How the New Generation talks, Collaborates and Helps Build Success
It's no surprise the most successful organizations are those that leverage talent from every level. But an important question in today's competitive marketplace is, just how do you maximize talent from junior employees ?
Societe Generale is using an innovative approach to do just that through RE:Generation, the bank's newest Employee Resource Group (ERG).
Formed in March by SG's Sean O'Brien, Shelley Pressman, Dalila Castillo Brown and Dan Berman, RE:Generation leverages junior employee talent and networks to build community among young SG professionals and improve communication across all departments. It also hopes to tap into the strengths of each generation at SG.
O'Brien said the goal for RE:Generation is to "break down silos" that inevitably occur in every large organization. Often, junior employees have a question or need some expertise within the bank but don't know where to turn, that’s where RE:Generation comes in, helping its junior members develop relationships with their peers and connect their combined networks across the organization.
"A community like RE:Generation can save time and strengthen relations among various departments," said O'Brien, a project manager at SG Americas in New York. "That can really drive efficiency."
But RE:Generation’s mission goes beyond networking. It also focuses on creating intergenerational collaboration to maximize talents across the bank's business lines.
For RE:Generation founders, the goal is to cross generational lines and create productive relationships. More communication spanning different generations can introduce many opportunities ranging from a senior employee mentoring a junior, to a junior “reverse mentoring” someone more senior, to a manager welcoming a fresh perspective on a team project.
"It's a two-way street," said Pressman, a model risk associate at SG Americas in New York. "Juniors have a lot to offer senior level management and senior level management has a lot of experience that juniors can leverage and learn from."
There is validation for the concept of mixing generations in the workplace. A recent study by Cloverpop showed that decision making teams met or exceeded expectations an astounding 73 percent of the time when they are made up of a wide range of age groups (i.e. 25 years or more). However, when the decision-making team is made up of a narrow range of age groups (i.e. 10 years or less), they only met or exceeded expectations 35% of the time. RE:Generation's vision also plays into the largest demographic shift in history. Millennials numbered 56 million in 2017 and represented 35 percent of the American workforce - the largest generation in the workforce, according to the Pew Research Center.
Keeping this generation engaged and offering opportunities to build the community and contribute to projects will be critical to any firm's long-term goals.
"In my opinion, when people feel more connected to others in the company, they tend to stay at that company, care more about it, and are more committed," O'Brien said.
For Pressman, RE:Generation is also about creating a community that extends past first-year analysts. For most Wall Street firms, every year involves a "new class" of junior hires who go through orientation and other entry-level trainings. But in many cases, that’s the end of their time together. Bonds weaken and eventually many move to jobs elsewhere. RE:Generation hopes to break that pattern and create a group that helps connect employees when they need it most, in the early years of their Societe Generale careers after analyst orientation.
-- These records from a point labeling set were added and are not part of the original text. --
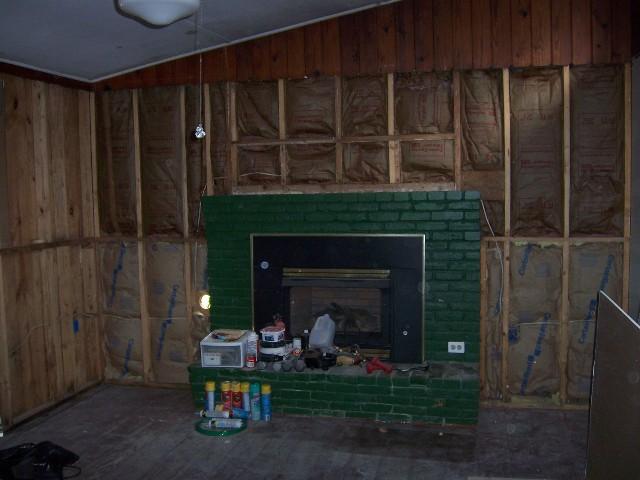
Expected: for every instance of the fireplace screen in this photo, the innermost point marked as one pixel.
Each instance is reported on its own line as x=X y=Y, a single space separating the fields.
x=355 y=299
x=370 y=285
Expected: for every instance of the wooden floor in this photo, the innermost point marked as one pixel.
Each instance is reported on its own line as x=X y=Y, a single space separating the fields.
x=135 y=432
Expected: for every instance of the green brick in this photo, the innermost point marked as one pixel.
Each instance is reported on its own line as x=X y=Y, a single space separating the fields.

RE:Generation’s membership focus doesn’t stop there. The group attracts newcomers to SG Americas – outside hires or transfers from SG’s other global offices – who don’t have a deep local network. It also welcomes employees who have been with the bank but are looking to expand their own internal network. Even veteran professionals looking to hear what is on the minds of juniors are invited. To date, RE:Generation already has received interest from more than 270 colleagues at Societe Generale Americas.
Every Employee Resource Group is sponsored by a senior executive and Pierre Osterrath, Chief Risk Officer at SG Americas, was supportive of RE:Generation from the first pitch. His first question after buying into the idea was, "What about fun?"
To answer that question, RE:Generation is inviting employees to join original and creative events that help answer questions and build on key skills such as public speaking, leadership and broadening friendships and relationships. An SG trivia game show is in the works, and the door is wide open for new ideas.
Pressman and O'Brien also believe RE:Generation fits with SG's corporate values of: innovation, team spirit, responsibility and commitment."SG doesn't just post its core values on the wall," O'Brien said. "Here, you really see it in everything we do. It's impressive that our culture really is defined by these positive words."
Damian Smith, Chief Diversity and Inclusion Officer, Americas, recognizes the benefits of the ERG. “We approved the RE:Generation ERG because we believe in diversity and inclusion at all levels. With the intense competition for talent in the banking sector, having a focus on multigenerational diversity ensures we attract and retain the best talent possible.”